Hari itu terasa seperti hari-hari lainnya bagi banyak siswa di SMA Karya. Suasana istirahat yang biasanya dipenuhi dengan obrolan, tawa, dan suara gaduh dari kantin kini terasa berbeda bagi Andhika dan Tiara. Mereka berdua tidak seperti siswa lainnya yang memilih untuk makan atau beristirahat. Sebaliknya, mereka keluar dari kelas dengan terburu-buru, mempersiapkan diri untuk melaksanakan tugas penting yang diberikan oleh Damar. Mereka sudah membuat janji dengan beberapa narasumber yang menjadi saksi dalam peristiwa keributan yang terjadi selama turnamen basket lebih dari dua tahun yang lalu.

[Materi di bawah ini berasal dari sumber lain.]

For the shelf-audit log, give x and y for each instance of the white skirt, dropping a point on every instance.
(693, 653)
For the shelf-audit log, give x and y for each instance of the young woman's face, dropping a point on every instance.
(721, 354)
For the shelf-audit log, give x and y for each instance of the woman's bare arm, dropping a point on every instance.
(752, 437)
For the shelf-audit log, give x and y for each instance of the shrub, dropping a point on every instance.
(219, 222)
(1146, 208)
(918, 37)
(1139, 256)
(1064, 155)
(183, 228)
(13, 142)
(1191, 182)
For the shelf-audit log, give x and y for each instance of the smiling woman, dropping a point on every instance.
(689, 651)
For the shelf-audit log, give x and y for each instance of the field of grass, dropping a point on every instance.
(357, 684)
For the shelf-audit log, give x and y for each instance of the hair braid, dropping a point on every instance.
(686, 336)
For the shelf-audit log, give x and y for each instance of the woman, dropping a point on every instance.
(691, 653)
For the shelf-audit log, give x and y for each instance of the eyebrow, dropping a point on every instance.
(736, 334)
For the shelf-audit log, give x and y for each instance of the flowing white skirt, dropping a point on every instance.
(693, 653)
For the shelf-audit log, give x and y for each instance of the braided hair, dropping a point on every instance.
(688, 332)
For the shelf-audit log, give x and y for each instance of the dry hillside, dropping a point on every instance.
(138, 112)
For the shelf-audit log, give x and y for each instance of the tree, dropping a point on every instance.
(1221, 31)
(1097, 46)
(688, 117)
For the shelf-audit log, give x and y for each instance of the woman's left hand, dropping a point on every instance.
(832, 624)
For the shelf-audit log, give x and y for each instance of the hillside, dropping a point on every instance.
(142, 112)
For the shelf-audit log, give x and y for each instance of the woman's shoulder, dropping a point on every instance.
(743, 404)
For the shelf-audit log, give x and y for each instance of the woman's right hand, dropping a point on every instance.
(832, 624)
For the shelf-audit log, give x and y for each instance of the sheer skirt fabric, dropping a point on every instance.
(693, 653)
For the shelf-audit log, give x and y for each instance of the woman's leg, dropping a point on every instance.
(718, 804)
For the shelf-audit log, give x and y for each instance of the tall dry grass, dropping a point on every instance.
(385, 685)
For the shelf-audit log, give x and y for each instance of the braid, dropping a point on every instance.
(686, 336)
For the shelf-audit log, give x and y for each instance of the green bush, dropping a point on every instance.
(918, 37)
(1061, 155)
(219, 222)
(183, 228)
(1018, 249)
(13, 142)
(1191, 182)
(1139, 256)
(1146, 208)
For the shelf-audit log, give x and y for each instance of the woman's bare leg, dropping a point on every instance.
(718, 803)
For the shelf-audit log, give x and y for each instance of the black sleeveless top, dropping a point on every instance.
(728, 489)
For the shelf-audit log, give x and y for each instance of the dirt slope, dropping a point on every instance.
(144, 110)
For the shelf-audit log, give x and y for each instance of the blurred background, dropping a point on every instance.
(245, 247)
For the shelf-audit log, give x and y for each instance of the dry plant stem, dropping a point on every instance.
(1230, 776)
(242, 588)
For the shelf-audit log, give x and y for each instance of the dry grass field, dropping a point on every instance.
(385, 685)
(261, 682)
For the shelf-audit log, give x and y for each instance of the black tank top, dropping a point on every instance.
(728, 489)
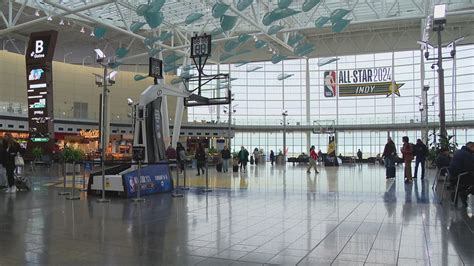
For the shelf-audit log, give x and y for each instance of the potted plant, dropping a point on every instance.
(72, 158)
(435, 147)
(37, 153)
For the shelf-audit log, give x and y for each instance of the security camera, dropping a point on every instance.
(453, 53)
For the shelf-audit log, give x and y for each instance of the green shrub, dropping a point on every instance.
(70, 155)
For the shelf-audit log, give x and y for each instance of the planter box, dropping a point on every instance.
(69, 168)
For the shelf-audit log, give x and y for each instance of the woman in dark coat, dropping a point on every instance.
(200, 158)
(389, 155)
(10, 148)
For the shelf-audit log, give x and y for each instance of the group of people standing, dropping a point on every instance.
(409, 152)
(9, 149)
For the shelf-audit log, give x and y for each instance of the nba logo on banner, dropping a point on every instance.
(330, 83)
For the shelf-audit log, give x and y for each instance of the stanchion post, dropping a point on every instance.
(73, 187)
(138, 199)
(207, 179)
(175, 194)
(184, 176)
(64, 192)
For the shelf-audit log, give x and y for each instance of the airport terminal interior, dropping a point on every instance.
(244, 132)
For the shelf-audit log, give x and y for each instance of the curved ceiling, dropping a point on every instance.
(242, 30)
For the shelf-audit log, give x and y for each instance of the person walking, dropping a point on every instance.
(255, 155)
(359, 156)
(420, 152)
(200, 159)
(181, 155)
(226, 157)
(389, 155)
(313, 158)
(243, 158)
(407, 152)
(272, 156)
(10, 149)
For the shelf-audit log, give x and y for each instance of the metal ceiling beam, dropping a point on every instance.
(257, 25)
(102, 23)
(18, 14)
(36, 21)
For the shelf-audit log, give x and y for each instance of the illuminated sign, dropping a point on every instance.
(39, 104)
(41, 46)
(35, 74)
(39, 139)
(361, 82)
(92, 134)
(39, 78)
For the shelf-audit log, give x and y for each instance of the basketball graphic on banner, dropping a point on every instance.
(330, 84)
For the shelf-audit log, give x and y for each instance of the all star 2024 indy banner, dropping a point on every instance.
(360, 82)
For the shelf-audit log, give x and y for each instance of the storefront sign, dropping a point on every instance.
(361, 82)
(153, 179)
(90, 134)
(15, 135)
(39, 79)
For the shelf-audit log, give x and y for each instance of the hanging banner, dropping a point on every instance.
(361, 82)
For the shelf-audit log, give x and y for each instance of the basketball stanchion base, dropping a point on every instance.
(102, 200)
(73, 198)
(138, 200)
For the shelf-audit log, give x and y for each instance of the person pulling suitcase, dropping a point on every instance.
(389, 155)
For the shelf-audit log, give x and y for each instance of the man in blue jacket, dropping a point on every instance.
(463, 161)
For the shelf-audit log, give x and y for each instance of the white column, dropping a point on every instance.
(218, 94)
(308, 105)
(166, 120)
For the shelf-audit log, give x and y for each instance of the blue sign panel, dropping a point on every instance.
(153, 179)
(88, 166)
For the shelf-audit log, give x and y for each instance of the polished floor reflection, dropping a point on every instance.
(350, 215)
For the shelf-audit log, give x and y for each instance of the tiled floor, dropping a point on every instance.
(271, 215)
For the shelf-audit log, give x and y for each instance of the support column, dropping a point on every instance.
(218, 94)
(308, 105)
(166, 121)
(393, 88)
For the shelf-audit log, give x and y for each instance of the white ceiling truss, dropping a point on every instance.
(368, 17)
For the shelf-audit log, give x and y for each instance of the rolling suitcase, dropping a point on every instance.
(390, 172)
(22, 182)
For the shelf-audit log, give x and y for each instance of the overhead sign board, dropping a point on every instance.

Meskipun Andhika dan Tiara sudah tahu dengan pasti apa yang mereka lakukan hari ini, tetap saja rasa gugup dan antisipasi terasa. Mereka perlu mewawancarai teman-teman mereka yang menjadi saksi, mengumpulkan bukti, dan merekam percakapan untuk rencana besar mereka. Seperti yang sudah direncanakan, mereka memutuskan untuk melakukannya di Pos Satpam sekolah karena di sana mereka bisa berbicara dengan tenang tanpa gangguan dari keramaian Kantin.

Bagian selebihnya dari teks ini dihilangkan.